§ 44. Mrs. Castle
asked the Attorney-General whether he will introduce legislation to amend Section 27(2) of the Supreme Court of Judicature (Consolidation) Act 1925 in order to enable a petition for leave of appeal to the House of Lords to be presented in custody cases without the preliminary leave of the Court of Appeal.
§ Mrs. Castle
Does not the Attorney-General agree as a general principle that where a marriage has broken down the custody of small children should be given to the mother unless there are very strong reasons to the contrary? Is he aware that my constituent, Mrs.

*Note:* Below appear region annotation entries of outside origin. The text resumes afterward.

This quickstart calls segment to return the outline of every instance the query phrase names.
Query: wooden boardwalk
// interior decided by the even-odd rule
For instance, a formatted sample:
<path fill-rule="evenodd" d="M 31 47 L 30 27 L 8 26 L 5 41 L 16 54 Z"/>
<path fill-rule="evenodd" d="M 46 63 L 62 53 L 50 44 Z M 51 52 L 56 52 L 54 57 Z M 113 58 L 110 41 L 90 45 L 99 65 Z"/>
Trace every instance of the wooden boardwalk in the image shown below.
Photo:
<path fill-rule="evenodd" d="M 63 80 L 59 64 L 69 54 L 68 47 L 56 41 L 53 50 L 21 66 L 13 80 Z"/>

Buckley, a Jehovah's Witness, has had her three small children taken from her by the Appeal Court on grounds which are at least partly religious and that, thanks to Section 27(2) of the 1925 Act, she has not the right to petition the House of Lords to hear her further appeal? Surely, in custody cases concerning the welfare of children, there should be the right of access to the supreme court of the land. Will the Attorney-General treat this matter seriously and urgently?
§ The Attorney-General
The right hon. Lady is correct in what she says with regard to the right of appeal. I assure her that this is being considered seriously, but these are very difficult cases. For instance, in the case to which she referred, the judge had two reports from the welfare officer and he saw the two elder children, one of whom expressly and categorically stated a wish to go to the 35 father. The father is an electrical supervisor, an up-and-coming man, earning £26 a week. The mother is on social security. The judge, who saw both the mother and the father, was clearly very impressed with the father. These cases always give intense difficulty to the judges who have to try them. I appreciate what the right hon. Lady said about the point of law, which will certainly be considered.
§ Sir Elwyn Jones
Will the right hon. and learned Gentleman bear in mind that there are already exceptions in Section 27 (2) of the Act to the doctrine of the finality of the Court of Appeal in these matters, and will he give sympathetic consideration to the request made by my right hon. Friend?
§ The Attorney-General
Yes, the right hon. and learned Gentleman is right— there are exceptions. I presume that finality was given in interlocutory matters because the exception refers to whether there should be a decree or whether it is a particular point of law which the Court of Appeal certifies. As I have told the right hon. Lady, I shall give this matter my attention.